Yes, as of August 5, 2010, Freddie Mac and Fannie Mae federally backed mortgages. If you're not sure if you have a Freddie Mac or Fannie Mae loan, you can check at the links below. Either way, you would call the number on your loan statement to start the prequalification process:
Do you have a Freddie Mac Loan? - http://www.freddiemac.com/mymortgage/
Do you have a Fannie Mae Loan? - http://www.fanniemae.com/loanlookup/
Do I Qualify for HAFA?
The first step for qualifying is to first request a “loan modification” to determine if it is possible to adjust your current loan to make it more affordable. This program allows homeowners to continue to own their home at lower monthly payments. You would call your lender and ask if you qualify for the “Home Affordable Modification Program” (HAMP).
If you find that you do not qualify for HAMP, here are the HAFA requirements:
Be the owner-occupant of a one- to four-unit home. Exception - If the homeowner relocated more than 100 miles from the property AND has not purchased a one- to four-unit property within 90 days prior to the date of a HAFA Agreement.
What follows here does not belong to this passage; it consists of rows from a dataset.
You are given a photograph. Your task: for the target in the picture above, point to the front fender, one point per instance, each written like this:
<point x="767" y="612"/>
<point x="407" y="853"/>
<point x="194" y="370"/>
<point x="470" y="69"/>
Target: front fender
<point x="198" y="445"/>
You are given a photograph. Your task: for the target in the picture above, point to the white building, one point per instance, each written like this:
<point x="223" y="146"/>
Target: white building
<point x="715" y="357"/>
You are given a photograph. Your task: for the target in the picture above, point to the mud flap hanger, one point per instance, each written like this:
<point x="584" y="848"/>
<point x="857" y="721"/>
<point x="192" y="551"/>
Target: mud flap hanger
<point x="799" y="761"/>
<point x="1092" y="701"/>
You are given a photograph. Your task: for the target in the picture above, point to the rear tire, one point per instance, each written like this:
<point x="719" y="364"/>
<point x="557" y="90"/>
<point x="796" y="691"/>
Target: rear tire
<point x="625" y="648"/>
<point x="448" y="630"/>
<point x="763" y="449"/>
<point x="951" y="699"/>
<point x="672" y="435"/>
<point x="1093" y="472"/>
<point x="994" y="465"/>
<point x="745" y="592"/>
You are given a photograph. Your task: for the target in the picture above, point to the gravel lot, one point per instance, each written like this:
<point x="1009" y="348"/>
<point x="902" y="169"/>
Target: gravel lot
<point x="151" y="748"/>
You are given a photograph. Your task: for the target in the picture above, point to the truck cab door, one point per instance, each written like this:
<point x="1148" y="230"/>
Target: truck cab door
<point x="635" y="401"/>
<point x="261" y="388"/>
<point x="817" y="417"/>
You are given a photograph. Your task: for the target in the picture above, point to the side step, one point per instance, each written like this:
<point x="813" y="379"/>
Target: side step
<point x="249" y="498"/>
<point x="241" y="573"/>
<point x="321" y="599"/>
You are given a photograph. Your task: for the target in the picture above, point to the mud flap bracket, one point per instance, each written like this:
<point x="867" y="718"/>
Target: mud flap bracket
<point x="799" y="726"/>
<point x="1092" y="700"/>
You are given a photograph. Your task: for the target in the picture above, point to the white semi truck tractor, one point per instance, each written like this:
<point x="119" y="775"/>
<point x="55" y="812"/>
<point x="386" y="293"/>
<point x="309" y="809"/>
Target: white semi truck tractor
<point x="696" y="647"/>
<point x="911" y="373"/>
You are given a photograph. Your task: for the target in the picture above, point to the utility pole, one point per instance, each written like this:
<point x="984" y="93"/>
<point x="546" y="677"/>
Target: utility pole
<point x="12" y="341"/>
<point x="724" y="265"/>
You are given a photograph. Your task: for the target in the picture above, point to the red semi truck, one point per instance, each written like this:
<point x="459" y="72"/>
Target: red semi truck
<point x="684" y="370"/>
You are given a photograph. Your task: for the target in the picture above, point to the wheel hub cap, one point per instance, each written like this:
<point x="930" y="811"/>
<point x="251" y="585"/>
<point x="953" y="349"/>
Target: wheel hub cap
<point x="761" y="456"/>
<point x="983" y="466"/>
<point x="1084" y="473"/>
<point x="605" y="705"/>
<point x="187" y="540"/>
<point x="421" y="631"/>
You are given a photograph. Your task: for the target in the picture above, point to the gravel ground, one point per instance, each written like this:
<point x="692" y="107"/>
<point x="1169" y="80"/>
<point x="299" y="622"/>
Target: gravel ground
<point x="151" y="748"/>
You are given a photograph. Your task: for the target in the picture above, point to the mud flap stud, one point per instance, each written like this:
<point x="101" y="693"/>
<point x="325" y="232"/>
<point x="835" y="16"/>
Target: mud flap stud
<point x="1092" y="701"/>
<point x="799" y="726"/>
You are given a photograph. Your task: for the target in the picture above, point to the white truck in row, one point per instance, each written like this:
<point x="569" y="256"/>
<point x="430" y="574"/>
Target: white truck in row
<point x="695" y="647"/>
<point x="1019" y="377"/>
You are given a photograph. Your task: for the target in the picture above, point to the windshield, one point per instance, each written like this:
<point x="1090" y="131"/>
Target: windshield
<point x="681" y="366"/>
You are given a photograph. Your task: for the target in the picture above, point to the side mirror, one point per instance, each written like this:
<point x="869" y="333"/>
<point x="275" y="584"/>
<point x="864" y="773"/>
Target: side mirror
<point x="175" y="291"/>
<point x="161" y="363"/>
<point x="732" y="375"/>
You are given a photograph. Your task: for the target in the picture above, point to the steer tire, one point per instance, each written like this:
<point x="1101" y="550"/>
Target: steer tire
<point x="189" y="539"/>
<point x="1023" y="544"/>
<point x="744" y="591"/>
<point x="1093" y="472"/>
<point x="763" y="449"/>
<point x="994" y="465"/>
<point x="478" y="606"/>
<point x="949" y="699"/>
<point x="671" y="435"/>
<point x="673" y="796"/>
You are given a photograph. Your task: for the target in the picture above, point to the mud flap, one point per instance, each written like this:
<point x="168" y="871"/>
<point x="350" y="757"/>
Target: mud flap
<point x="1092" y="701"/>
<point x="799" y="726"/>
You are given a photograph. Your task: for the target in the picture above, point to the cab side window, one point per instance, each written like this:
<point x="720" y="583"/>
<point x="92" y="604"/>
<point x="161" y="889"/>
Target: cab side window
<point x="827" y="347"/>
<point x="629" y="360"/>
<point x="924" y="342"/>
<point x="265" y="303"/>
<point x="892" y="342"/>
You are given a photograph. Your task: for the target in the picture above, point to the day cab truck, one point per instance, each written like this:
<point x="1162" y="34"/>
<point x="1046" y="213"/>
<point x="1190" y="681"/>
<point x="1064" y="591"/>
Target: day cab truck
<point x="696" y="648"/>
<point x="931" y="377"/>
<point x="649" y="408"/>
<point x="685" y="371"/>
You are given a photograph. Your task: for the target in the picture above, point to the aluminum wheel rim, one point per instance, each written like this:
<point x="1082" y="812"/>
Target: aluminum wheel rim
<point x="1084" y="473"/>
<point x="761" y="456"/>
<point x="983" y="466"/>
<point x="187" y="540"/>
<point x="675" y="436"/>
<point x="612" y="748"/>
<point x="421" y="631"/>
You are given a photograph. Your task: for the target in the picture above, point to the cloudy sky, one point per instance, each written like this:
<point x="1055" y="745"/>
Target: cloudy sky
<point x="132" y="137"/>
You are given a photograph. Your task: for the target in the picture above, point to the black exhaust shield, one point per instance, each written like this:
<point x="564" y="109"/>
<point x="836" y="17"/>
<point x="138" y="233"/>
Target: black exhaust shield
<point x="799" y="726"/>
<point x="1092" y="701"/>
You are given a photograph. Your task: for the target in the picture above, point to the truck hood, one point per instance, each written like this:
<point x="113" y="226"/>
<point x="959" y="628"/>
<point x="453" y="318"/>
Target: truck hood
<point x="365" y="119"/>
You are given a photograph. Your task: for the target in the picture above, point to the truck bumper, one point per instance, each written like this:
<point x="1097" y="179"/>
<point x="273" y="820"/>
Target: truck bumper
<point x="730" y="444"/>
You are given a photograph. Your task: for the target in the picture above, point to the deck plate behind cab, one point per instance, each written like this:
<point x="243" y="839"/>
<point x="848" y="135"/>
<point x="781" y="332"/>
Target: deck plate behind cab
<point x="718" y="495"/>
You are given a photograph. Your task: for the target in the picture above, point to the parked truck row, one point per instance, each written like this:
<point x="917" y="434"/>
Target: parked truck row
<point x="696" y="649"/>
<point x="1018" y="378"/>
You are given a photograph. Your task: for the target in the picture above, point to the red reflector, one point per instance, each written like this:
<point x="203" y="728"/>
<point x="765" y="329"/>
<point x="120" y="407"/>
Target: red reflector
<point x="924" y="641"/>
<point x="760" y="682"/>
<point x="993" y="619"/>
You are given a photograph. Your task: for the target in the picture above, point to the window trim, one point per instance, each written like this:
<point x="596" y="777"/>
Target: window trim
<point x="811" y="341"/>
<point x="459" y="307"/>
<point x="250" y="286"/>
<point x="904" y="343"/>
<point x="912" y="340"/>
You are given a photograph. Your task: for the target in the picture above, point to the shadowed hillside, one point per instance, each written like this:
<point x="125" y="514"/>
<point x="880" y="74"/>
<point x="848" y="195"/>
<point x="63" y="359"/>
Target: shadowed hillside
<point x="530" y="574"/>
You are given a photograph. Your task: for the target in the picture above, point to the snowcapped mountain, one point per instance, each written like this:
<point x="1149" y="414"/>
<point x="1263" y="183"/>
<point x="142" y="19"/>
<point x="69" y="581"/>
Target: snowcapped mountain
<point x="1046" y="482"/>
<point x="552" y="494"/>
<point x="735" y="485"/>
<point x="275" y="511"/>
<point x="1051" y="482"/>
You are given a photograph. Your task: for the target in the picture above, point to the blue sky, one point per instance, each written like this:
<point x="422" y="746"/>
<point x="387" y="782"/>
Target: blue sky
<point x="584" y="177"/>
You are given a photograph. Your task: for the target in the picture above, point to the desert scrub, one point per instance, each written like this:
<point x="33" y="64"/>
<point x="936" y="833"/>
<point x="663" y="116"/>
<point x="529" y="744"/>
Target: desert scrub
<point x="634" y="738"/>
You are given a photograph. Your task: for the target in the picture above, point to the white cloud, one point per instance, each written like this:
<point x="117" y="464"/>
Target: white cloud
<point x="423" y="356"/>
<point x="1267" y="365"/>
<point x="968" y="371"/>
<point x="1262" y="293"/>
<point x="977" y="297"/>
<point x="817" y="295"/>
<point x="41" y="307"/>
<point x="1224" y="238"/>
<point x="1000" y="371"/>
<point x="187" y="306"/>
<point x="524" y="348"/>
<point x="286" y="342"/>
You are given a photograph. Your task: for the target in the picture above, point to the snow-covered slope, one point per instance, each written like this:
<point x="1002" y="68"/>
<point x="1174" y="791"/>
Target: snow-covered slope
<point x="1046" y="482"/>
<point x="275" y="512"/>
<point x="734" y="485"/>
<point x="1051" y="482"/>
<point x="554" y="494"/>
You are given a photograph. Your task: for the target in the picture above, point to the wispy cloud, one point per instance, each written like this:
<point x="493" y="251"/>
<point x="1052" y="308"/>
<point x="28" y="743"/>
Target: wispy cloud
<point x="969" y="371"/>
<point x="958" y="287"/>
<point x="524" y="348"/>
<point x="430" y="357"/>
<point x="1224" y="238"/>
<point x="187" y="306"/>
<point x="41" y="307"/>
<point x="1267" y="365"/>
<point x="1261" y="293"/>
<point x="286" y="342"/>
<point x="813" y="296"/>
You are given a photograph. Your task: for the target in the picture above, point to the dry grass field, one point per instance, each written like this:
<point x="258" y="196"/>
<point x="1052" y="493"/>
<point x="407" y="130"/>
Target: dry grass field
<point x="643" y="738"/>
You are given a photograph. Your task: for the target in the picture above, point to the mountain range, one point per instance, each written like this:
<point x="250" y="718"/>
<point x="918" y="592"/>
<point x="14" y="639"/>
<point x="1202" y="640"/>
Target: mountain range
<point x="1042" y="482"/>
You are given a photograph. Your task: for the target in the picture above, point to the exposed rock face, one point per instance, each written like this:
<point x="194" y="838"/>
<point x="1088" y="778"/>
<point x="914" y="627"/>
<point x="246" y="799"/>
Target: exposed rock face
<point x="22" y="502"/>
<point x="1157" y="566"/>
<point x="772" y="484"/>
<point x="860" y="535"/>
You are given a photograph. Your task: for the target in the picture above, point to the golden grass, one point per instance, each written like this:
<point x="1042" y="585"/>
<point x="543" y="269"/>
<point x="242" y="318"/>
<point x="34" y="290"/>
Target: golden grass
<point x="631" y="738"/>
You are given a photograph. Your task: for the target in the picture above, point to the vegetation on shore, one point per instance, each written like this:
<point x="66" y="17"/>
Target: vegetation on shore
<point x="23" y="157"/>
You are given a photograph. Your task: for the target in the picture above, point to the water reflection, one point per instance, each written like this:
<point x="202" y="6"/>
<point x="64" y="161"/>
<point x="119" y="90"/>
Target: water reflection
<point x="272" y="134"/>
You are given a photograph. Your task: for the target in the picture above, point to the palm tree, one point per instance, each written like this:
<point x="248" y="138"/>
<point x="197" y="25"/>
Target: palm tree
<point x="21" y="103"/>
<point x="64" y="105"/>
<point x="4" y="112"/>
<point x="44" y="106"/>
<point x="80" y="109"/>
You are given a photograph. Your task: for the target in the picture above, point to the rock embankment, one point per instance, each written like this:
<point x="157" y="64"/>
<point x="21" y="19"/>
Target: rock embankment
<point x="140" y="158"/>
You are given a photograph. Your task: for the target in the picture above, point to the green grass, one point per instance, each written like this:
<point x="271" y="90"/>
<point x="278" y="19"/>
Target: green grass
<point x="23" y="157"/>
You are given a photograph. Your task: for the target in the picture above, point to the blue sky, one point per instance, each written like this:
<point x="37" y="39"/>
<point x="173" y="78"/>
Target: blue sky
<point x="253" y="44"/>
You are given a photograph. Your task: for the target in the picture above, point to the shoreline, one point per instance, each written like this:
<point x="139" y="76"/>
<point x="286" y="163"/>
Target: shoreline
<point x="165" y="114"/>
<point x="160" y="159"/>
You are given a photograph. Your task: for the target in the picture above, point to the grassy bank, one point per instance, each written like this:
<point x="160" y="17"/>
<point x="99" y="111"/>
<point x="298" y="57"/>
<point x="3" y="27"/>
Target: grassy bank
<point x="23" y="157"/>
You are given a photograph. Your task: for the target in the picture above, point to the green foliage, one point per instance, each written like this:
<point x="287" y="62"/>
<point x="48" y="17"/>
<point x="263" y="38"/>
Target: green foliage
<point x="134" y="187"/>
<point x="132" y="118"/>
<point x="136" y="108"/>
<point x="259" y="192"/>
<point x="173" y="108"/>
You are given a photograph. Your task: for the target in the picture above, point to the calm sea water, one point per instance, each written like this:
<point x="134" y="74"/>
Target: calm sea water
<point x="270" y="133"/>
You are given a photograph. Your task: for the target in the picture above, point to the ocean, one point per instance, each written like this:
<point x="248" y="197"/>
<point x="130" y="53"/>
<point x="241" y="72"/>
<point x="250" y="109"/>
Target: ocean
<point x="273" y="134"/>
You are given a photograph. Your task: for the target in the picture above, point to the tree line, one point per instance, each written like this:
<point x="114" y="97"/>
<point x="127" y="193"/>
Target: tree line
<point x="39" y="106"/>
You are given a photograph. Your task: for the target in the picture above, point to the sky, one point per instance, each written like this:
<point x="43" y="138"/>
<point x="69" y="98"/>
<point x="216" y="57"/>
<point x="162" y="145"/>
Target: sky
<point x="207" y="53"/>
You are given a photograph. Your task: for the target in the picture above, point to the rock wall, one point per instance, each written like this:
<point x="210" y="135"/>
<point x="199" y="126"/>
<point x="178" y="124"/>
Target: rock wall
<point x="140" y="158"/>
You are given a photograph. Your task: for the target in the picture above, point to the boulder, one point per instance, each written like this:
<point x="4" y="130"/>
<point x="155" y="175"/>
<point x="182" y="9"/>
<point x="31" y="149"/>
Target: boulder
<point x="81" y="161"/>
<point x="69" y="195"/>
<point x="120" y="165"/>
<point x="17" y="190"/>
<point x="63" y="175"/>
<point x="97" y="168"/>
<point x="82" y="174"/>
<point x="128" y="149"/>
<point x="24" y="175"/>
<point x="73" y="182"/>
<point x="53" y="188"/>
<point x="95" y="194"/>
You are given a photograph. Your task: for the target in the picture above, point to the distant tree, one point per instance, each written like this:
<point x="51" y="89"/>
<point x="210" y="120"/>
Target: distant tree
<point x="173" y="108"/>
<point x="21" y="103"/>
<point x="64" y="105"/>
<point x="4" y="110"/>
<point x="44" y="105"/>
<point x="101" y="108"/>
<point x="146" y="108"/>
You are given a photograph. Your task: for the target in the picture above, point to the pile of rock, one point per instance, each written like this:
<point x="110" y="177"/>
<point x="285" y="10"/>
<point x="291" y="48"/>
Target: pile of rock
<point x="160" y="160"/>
Have an unpaid principal balance that is equal to or less than:
o 1 Unit: $729,750
o 2 Units: $934,200
o 3 Units: $1,129,250
o 4 Units: $1,403,400
Have a first lien mortgage that was originated on or before January 1, 2009.
Have a monthly mortgage payment (including taxes, insurance, and home owners association dues) greater than 31% of your monthly gross (pre-tax) income.
Have a mortgage payment that is not affordable due to a financial hardship that can be documented.
If you answered “Yes” to these questions then you passed the basic requirements and you should contact your lender to dive into more of the details on your loan.
If I Don’t Qualify for HAFA does that mean a short sale is not an option?
A short sale is still an option for anyone that owes more on their home than it is currently worth. Not qualifying for HAFA simply means the additional government incentives such as the relocation reimbursement are not available.
Does HAFA work?
Now, that's the big question. There is certainly a need to streamline the short sale process. As of today (August 13, 2010) in the Fresno County local market, there are 1,354 active short sale properties for sale. Those homes have lingered on the market for an average of 137 days. This past month, a whopping 42% of all sold short sales sold in July (121 properties) had been on the market longer than 120 days before selling.
I’ve listed and closed nearly 50 short sales in the past two years and the review process by lenders, investors and mortgage insurance providers has stretched from 30 days to over a year. So, consequently I’m skeptical of improvement until I see this program in action.
So far, I have two HAFA qualified short sales actively on the market with Bank of America and Wells Fargo. Wells Fargo’s HAFA program currently appears much more automated. We were able to obtain HAFA pre-qualification for our client by emailing documents on their behalf. Bank of America, on the other hand, required communication directly with our client through a separate HAFA phone number and could only send documents through US Mail. In that specific case, the documents never arrived and our client had difficulty understanding the requirement complexities by phone. So, the frustration of not being able to communicate directly with Bank of America on our client’s behalf is complicating any pre-qualification. In the midst of those delays, the buyer found another home and we are back to the starting point.
So, no successful HAFA short sales to date, but the program is new. I would still encourage anyone who believes they qualify to consult their lender and start the process.